Once you have executed the inference, take note of the WandB run identifier and run the evaluation. Here is an example evaluation call:
WANDB_RUN_PATH=<the wandb run path of the inference run; should be in the format entity/project_name/run_id>
python run_evaluation.py +experiment=evaluation/codeforces_local_evaluator wandb_run_path=$WANDB_RUN_PATH logger=wandb
The evaluation results will be logged both in a separate WandB run corresponding to the evaluation run and in the inference run.
Finally, we compute the metrics for the run. Here is an example call:
# calculate the problem solve rate and construct CI by bootstrap resampling
python run_metrics_calculation.py +experiment/metrics_calculation=[solve_rate, _bootstrap] code_evaluator_id=local_evaluator wandb_run_path=martinj96/GPTeam/2dutgthc logger=wandb
# calculates the solve rate per bucket according to a specific bucketing schema given in the config; construct CI by bootstrap resampling for each bucket
python run_metrics_calculation.py +experiment/metrics_calculation=[solve_rate,_bootstrap,_bucketing_codeforces_before_and_after_cutoff_chatgpt] code_evaluator_id=local_evaluator wandb_run_path=martinj96/GPTeam/2dutgthc logger=wandb
# Note 1: each of the previous calls appends results to the already existing results dictionary (or creates a new one if the results dictionary doesn't exist yet)
# Note 2: two bucketing schemas shouldn't be used in the same run, as the results will be overwritten
# intended usage: first run the metric calculation without bucketing; then run with potentially multiple bucketing schemas separately; repeat the procedure on both the public and the hidden test cases
For your convenience, we are also sharing launchers that run the inference, evaluation, and metrics calculation in a single call and batch launchers that can run multiple experiments in a single call.
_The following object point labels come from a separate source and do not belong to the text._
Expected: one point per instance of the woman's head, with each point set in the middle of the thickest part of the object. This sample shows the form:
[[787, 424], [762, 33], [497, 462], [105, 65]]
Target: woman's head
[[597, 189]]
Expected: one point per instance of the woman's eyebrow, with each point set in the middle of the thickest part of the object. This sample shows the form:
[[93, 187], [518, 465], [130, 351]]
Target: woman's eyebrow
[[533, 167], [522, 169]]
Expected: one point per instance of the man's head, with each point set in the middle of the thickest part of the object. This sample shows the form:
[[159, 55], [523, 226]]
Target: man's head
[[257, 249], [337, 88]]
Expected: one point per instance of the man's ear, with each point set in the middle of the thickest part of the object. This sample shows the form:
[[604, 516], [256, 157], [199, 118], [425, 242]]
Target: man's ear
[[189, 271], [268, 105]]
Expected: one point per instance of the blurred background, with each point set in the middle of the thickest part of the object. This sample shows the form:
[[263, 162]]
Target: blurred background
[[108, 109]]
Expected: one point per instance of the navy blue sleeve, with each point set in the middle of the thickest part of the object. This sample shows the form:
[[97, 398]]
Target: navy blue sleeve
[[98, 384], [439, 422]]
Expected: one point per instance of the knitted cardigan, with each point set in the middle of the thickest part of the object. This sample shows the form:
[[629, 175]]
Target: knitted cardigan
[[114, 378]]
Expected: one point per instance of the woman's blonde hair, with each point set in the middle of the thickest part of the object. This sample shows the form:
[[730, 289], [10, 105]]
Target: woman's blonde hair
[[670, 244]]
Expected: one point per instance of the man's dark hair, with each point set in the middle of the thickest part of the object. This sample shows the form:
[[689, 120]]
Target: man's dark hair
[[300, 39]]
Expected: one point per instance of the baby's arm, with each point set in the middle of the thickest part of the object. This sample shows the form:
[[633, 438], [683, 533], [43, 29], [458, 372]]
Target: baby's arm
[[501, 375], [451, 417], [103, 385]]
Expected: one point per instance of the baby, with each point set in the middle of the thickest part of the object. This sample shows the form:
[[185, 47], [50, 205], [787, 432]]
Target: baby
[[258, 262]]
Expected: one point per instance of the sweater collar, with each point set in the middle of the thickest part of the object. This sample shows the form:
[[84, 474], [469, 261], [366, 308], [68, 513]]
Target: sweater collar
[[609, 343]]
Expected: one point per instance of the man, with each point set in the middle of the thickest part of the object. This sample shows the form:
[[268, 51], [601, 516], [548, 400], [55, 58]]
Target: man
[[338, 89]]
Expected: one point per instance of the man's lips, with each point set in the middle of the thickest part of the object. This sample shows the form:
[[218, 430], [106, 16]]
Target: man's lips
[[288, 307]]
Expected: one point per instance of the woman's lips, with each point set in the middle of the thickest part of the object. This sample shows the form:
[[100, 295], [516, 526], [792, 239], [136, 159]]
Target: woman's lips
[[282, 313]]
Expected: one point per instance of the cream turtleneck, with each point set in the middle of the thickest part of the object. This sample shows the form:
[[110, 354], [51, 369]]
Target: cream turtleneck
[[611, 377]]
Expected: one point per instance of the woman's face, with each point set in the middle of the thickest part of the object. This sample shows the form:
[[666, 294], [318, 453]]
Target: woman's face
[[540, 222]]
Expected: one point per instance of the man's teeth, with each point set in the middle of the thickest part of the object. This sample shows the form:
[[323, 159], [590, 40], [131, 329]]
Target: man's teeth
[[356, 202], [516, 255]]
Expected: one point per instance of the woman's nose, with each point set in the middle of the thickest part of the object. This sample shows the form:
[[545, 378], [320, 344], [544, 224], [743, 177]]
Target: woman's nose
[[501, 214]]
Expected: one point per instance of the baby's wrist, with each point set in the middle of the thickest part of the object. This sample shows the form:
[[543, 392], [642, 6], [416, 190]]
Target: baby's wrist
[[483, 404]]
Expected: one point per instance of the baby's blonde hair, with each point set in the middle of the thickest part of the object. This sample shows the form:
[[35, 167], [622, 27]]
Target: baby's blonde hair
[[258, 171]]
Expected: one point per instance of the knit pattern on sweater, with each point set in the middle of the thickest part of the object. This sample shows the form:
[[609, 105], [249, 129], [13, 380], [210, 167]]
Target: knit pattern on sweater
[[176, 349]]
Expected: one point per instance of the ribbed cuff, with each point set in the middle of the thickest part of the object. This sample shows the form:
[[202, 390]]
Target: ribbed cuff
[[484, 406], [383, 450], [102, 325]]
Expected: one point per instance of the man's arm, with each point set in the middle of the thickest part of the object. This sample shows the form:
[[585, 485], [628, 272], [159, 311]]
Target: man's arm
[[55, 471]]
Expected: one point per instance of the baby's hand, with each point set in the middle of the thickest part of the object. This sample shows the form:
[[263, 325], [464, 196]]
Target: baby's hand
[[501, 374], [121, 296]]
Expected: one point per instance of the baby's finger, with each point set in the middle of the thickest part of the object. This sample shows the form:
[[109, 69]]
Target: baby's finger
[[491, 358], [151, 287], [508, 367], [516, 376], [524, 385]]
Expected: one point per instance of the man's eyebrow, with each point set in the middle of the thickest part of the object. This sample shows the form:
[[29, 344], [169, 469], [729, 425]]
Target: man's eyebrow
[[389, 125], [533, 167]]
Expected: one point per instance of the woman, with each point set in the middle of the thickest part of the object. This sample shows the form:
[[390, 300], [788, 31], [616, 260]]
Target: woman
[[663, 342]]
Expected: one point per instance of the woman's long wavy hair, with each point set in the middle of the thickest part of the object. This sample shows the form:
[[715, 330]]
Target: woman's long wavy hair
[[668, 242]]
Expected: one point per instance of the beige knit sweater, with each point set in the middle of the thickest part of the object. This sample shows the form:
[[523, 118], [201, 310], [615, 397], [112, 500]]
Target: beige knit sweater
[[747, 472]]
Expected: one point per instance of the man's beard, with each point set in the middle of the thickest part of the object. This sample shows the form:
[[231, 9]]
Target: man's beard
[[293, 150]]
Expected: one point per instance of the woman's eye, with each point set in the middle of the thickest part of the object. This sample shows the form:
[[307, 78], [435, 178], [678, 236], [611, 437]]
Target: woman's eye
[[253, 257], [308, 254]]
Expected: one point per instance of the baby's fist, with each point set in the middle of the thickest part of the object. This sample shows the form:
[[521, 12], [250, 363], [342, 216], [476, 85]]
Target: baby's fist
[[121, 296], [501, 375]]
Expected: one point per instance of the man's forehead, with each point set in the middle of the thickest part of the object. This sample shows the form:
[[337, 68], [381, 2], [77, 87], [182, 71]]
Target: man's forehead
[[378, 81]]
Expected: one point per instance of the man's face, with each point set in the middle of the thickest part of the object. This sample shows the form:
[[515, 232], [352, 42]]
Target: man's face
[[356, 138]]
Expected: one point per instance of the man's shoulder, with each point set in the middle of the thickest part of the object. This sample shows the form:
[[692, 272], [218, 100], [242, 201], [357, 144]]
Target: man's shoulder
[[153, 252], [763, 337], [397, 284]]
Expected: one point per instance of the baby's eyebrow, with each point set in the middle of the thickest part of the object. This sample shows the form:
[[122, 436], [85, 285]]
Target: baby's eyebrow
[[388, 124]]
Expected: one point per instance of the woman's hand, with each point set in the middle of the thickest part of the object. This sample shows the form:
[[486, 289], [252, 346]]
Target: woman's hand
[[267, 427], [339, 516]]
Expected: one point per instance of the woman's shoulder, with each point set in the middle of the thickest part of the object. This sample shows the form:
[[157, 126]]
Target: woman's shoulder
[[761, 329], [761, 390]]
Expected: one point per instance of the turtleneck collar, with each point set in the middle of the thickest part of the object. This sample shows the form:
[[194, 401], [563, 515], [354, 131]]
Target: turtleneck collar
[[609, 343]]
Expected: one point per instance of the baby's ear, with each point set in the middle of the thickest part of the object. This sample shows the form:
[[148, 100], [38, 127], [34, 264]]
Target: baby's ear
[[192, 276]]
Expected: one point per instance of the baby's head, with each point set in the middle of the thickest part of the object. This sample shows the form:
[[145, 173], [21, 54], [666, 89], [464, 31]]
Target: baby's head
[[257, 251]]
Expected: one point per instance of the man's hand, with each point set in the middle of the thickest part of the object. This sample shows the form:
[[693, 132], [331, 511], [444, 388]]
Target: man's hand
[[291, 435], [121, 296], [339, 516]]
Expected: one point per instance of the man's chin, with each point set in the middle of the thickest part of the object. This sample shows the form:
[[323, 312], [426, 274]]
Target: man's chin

# Batch launcher that executes all of the experiments (CF and temporal; see scripts/) in the paper
bash scripts/batch_launcher_final_cf.sh false
# End-to-end launcher that runs a single end2end experiment run
bash scripts/end2end_launcher.sh --exp-prefix v1-- --config-inference "inference/gpt4/cf-code" --configs-evaluation "evaluation/codeforces_local_evaluator" --config-metrics-calculation "solve_rate" --bucketings-to-consider "_bucketing_codeforces_before_and_after_cutoff_chatgpt" --bucket-debug-k "2" --n-independent-samples "1" --show-command-output --logger "wandb" --online-eval-retries "3" --inference-overrides "fault_tolerant_mode=True"
# Evaluation and metrics
WANDB_RUN_PATH=<the wandb run path of the inference run; should be in the format entity/project_name/run_id>
bash scripts/eval_and_metrics_launcher.sh --wandb-run-path $WANDB_RUN_PATH --configs-evaluation "evaluation/codeforces_local_evaluator" --config-metrics-calculation "solve_rate" --bucketings-to-consider "_bucketing_codeforces_before_and_after_cutoff_chatgpt" --logger "wandb" --online-judge-verdicts-collection-delay "60" --compute-performance-on-hidden-test-cases "true" --compute-performance-on-public-test-cases "false" --online-eval-retries "3"
Suggested Experiment Launching Workflow
- Verify the experiment config from your IDE of choice
- Start an experiment (or experiments) in the dry run mode by executing
bash scripts/batch_launcher.sh | less
- verify that the config(s) printed in the console match expectations
- Start an experiment (or experiments) by executing
bash scripts/batch_launcher.sh | tee temp.txt
- from the console output verify that the predictions and the parsing for the first few examples match expectation
- verify that the run & the logs are correctly logged on WandB
- Verify the potential errors and warnings (if any) in the logs
Note: We suggest that the experiments are run on a few datapoints by setting debug=true
and debug_k=3
(in the batch_launcher.sh
) before running the full experiment.
This project is licensed under the terms of the MIT license. The Codeforces dataset was scraped from Codeforces; therefore, please make sure that you use it in accordance with their license and their Terms and Conditions.